I spent most of the day 20 feet above the ground on a ladder, installing gutters above the basement guest room's slab. I experienced surprisingly few problems and managed to get all 26 feet of gutter installed before a bunch of old ladies showed up to participate in a monthly poetry group in which Gretchen is the youngest member. The overall shape of today's gutter installation was that of a capital L. I didn't worry about downspouts; rain water will simply be ejected out of either end of the gutters like from gargoyles on a cathedral. The water will land in the bushes several feet either downhill from the house or along its lowest contour, although at some point I might intercept this water for horticultural use.
The one problem I did encounter during the installation was the presence of paper wasps. There were maybe a half dozen small nests within two feet of the gutter's intended path, and one lay directly in that path. That one had to go, obviously, but what about the others? Though capable of inflicting excruciatingly painful stings, paper wasps are docile creatures and will not attack unless directly provoked. In addition to the one nest in the path, I also destroyed another one nearby. I didn't use any sort of pesticide to kill the suddenly-homeless wasps; instead I used a technique from my childhood, squirting them with soapy water until they fell and then trying to find them down on the ground so I could smush them.
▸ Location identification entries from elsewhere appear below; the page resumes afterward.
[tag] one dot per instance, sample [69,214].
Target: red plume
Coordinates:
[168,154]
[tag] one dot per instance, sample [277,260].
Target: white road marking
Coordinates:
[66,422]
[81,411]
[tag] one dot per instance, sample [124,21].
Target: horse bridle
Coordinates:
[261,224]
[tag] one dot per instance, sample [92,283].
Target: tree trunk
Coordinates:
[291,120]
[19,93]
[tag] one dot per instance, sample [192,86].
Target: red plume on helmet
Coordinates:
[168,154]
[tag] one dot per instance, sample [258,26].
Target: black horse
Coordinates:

But I only managed to kill one this way. The others buzzed around for a time and eventually disappeared, perhaps picked off by the many dragonflies and Phoebes flying about.
This business of killing wasps is not something I enjoy. I recognize that their paper nests are every bit as important to them as my house is to me and, though I believe amorality has no consequences for the amoral, I try to leave them be whenever possible. The ones I left alone today returned the favor; they'd go on alert, particularly when my hammering screwgun was banging away within a couple feet of their nest, and one even buzzed me, but I avoided being stung, a good thing when you're twenty feet up a ladder over a stone slab.
When I'd put the vinyl gutter in above the garage doors, I'd had to evict a globular hornet nest roughly four inches in diameter. (These hornets had been small and been decorated with black and yellow stripes, thus indistinguishable from Yellowjackets.) Hornets are much more aggressive than wasps and to destroy this nest I'd had to spray it twice with noxious HotShot spray. Even after that, hornets still had still been either hatching or returning to the nest and I'd been forced to eliminate the stragglers with a shop vac.